Padahal, dia sudah membawa truk untuk mengangkut perabotan rumah, sepeda motor, ataupun ternak yang belum sempat diambil sejak erupsi pada Sabtu (4/12/2021) siang.
Petugas yang berjaga berusaha menerangkan alasannya mengapa ia melarang masuk. Kondisi Semeru kadang tak terduga. ”Pak, kami ini di sini tidak ada untuk merecoki, tetapi membantu, tidak usah marah-marah,” ujar polisi berpangkat komisaris itu.
Namun, warga itu telanjur kesal. Sebelumnya, ia juga sempat menumpahkan kekesalannya kepada wartawan yang sedang duduk menunggu di mobil di jalan desa itu. ”Bapak ini siapa? Oh, wartawan, tidak ada kepentingan di sini, cuma syuting, pergi saja. Saya ke sini enggak boleh sama petugas, padahal barang-barang di rumah banyak yang hilang,” katanya.
Bapak itu tak sendirian, banyak warga lain yang datang dan berusaha kembali ke desa mereka untuk mengambil barang berharga. Saat Kompas berjalan bersama Tim SAR Terpadu yang akan melakukan evakuasi, Kompas banyak bertemu warga Curah Kobokan yang mengambil harta dan ternak.
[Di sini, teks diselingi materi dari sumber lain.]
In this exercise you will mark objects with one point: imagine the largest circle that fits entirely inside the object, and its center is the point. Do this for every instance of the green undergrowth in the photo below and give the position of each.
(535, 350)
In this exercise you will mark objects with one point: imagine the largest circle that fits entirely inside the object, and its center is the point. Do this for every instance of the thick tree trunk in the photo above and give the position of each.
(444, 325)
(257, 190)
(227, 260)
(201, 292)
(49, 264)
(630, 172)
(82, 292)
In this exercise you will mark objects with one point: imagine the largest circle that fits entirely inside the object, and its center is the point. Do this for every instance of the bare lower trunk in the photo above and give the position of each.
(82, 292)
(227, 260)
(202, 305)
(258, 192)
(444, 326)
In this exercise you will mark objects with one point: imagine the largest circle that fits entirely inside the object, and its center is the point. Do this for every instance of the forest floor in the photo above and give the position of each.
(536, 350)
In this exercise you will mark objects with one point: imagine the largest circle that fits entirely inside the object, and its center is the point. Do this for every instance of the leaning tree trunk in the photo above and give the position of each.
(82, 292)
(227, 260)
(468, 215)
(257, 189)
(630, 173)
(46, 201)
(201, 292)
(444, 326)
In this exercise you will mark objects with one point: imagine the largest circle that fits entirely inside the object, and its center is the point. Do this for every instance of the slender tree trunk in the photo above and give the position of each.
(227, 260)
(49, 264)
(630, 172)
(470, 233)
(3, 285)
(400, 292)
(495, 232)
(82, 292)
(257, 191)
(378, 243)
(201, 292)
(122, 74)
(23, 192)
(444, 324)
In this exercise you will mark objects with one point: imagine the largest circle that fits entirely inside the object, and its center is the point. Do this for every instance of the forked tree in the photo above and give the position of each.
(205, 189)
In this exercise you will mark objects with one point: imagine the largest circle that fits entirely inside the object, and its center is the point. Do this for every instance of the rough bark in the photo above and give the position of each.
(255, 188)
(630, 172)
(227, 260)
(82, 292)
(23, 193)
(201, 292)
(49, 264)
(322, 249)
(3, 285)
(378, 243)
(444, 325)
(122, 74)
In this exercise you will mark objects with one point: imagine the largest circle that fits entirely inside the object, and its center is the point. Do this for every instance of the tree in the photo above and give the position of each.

Ada yang sendiri bersepeda motor membawa sangkar dan burung, kulkas, mesin cuci, televisi, kasur, bahkan kambing.
Ada juga warga yang dibonceng oleh petugas Polri membawa kasur, tas berisi pakaian dan selimut, ataupun perkakas dapur dari rumah yang ambruk kembali ke pengungsian. ”Matur nuwun (terima kasih) ya Pak,” kata Sriyanti, warga Curah Koboan, kepada seorang bintara yang akan mengantarnya dengan sepeda motor trail.
Berisiko
Poniman, warga Kajarkuning, mengatakan harus kembali ke rumah untuk mengambil sepeda motor yang tidak sempat dibawa saat sekeluarga menyelamatkan diri sejauh mungkin dari erupsi.
”Saya tahu setiap saat Semeru bisa meletus kembali. Saya tidak nekat ke sini sendiri, lihat-lihat jika ada warga lain, petugas, tim SAR ke sini, sepatutnya kondisi aman,” kata Poniman.
Kembali ke rumah yang atapnya ambrol di saat situasi belum aman memang berisiko. Namun, bagi Poniman, jika sepeda motor bisa diambil dan dikemudikan, akan lebih leluasa dalam pergerakan, misalnya mengungsi ke rumah saudara di kecamatan lain, mencari kebutuhan, dan membantu sesama.
Saya kembali untuk mengecek siapa tahu ketemu bapak.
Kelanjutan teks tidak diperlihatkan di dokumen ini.